Source : Le monde.fr
Fatima

Les secrets de Fátima sont, selon les croyants catholiques, trois révélations qui auraient été adressées en 1917 par la Vierge Marie sous son nom de Notre-Dame de Fátima à Lúcia dos Santos et ses cousins Jacinta et Francisco Marto dans la petite ville de Fátima au Portugal. On parle communément des trois secrets de Fátima, mais il s’agit en fait des trois parties d’une unique révélation donnée le 13 juillet 1917 et que la Vierge Marie aurait demandé de ne pas divulguer immédiatement.

La première partie est une vision de l’enfer.

« La première [partie] fut la vision de l’Enfer. Notre-Dame nous montra une grande mer de feu, qui paraissait se trouver sous la terre et, plongés dans ce feu, les démons et les âmes, comme s’ils étaient des braises transparentes, noires ou bronzées, avec une forme humaine. Ils flottaient dans cet incendie, soulevés par les flammes, qui sortaient d’eux-mêmes, avec des nuages de fumée. Ils retombaient de tous côtés, comme les étincelles retombent dans les grands incendies, sans poids ni équilibre, avec des cris et des gémissements de douleur et de désespoir qui horrifiaient et faisaient trembler de frayeur. Les démons se distinguaient par leurs formes horribles et dégoûtantes d’animaux épouvantables et inconnus, mais transparents et noirs. Cette vision dura un moment, grâce à notre bonne Mère du Ciel qui auparavant nous avait prévenus, nous promettant de nous emmener au Ciel (à la première apparition).

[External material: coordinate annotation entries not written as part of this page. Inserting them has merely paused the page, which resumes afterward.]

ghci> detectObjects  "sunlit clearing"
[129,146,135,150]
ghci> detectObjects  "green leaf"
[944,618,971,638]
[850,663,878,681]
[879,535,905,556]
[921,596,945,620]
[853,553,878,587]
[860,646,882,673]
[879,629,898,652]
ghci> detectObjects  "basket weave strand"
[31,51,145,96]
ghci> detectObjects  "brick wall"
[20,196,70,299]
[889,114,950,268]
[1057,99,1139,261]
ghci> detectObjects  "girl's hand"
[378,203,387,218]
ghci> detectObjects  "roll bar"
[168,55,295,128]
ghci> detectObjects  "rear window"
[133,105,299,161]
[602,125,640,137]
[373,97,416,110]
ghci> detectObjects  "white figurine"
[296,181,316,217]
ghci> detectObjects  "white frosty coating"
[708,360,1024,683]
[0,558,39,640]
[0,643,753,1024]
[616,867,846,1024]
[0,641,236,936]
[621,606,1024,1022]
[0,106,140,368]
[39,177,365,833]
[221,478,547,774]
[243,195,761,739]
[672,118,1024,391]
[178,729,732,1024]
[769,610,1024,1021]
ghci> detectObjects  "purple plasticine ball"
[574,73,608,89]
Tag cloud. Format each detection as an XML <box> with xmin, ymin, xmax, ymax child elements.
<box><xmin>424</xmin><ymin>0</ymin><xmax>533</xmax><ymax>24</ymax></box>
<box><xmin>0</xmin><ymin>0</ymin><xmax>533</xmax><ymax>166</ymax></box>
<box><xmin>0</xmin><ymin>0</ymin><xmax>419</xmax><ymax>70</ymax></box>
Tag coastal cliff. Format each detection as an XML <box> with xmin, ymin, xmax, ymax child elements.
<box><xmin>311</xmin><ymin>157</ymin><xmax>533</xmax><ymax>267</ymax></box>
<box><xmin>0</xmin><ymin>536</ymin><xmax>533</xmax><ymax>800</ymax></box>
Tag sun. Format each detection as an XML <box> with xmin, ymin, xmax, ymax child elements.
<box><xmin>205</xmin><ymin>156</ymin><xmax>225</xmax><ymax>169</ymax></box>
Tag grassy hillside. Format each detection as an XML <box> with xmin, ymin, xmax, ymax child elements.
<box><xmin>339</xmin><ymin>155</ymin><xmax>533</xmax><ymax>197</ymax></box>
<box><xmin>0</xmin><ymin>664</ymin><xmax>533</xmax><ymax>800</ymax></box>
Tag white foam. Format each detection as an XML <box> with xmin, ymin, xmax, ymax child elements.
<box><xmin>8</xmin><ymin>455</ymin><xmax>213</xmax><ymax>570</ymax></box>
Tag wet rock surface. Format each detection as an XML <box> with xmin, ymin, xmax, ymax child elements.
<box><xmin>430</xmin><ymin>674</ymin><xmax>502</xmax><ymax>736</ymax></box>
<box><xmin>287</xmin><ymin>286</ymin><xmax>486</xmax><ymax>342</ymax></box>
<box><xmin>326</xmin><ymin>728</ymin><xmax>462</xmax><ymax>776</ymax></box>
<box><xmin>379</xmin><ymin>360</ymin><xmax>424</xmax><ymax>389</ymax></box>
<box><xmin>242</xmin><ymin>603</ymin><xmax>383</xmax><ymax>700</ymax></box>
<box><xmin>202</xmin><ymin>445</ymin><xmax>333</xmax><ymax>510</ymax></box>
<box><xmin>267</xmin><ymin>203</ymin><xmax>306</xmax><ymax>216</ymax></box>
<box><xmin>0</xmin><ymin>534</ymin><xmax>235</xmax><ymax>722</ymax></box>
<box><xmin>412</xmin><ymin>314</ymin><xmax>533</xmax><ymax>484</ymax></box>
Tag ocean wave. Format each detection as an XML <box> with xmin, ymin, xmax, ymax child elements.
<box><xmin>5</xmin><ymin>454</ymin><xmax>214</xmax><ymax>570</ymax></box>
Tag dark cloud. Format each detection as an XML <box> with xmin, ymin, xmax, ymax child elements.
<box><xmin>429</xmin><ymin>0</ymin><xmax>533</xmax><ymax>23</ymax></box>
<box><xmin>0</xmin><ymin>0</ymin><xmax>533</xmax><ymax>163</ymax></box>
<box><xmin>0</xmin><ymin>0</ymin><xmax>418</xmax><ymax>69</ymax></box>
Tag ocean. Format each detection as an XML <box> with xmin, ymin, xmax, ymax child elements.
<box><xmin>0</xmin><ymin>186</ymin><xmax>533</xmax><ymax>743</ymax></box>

Autrement, je crois que nous serions morts d’épouvante et de peur. »

La deuxième partie enseigne comment sauver les âmes de l’enfer et comment obtenir la paix. Cette partie concerne la Russie.

« Vous avez vu l’enfer où vont les âmes des pauvres pécheurs. Pour les sauver, Dieu veut établir dans le monde la dévotion à mon Cœur immaculé. Si l’on fait ce que je vais vous dire, beaucoup d’âmes seront sauvées et on aura la paix. La guerre va finir. Mais si l’on ne cesse d’offenser Dieu, sous le pontificat de Pie XI en commencera une autre pire encore. Lorsque vous verrez une nuit illuminée par une lumière inconnue, sachez que c’est le grand signe que Dieu vous donne, qu’Il va punir le monde de ses crimes par le moyen de la guerre, de la faim et des persécutions contre l’Église et le Saint-Père. Pour empêcher cette guerre, je viendrai demander la consécration de la Russie à mon Cœur immaculé et la communion réparatrice des premiers samedis. Si on accepte mes demandes, la Russie se convertira et on aura la paix ; sinon elle répandra ses erreurs à travers le monde, provoquant des guerres et des persécutions contre l’Église. Les bons seront martyrisés, le Saint-Père aura beaucoup à souffrir, diverses nations seront détruites. À la fin, mon Cœur immaculé triomphera. Le Saint-Père me consacrera la Russie, qui se convertira, et il sera concédé au monde un certain temps de paix. »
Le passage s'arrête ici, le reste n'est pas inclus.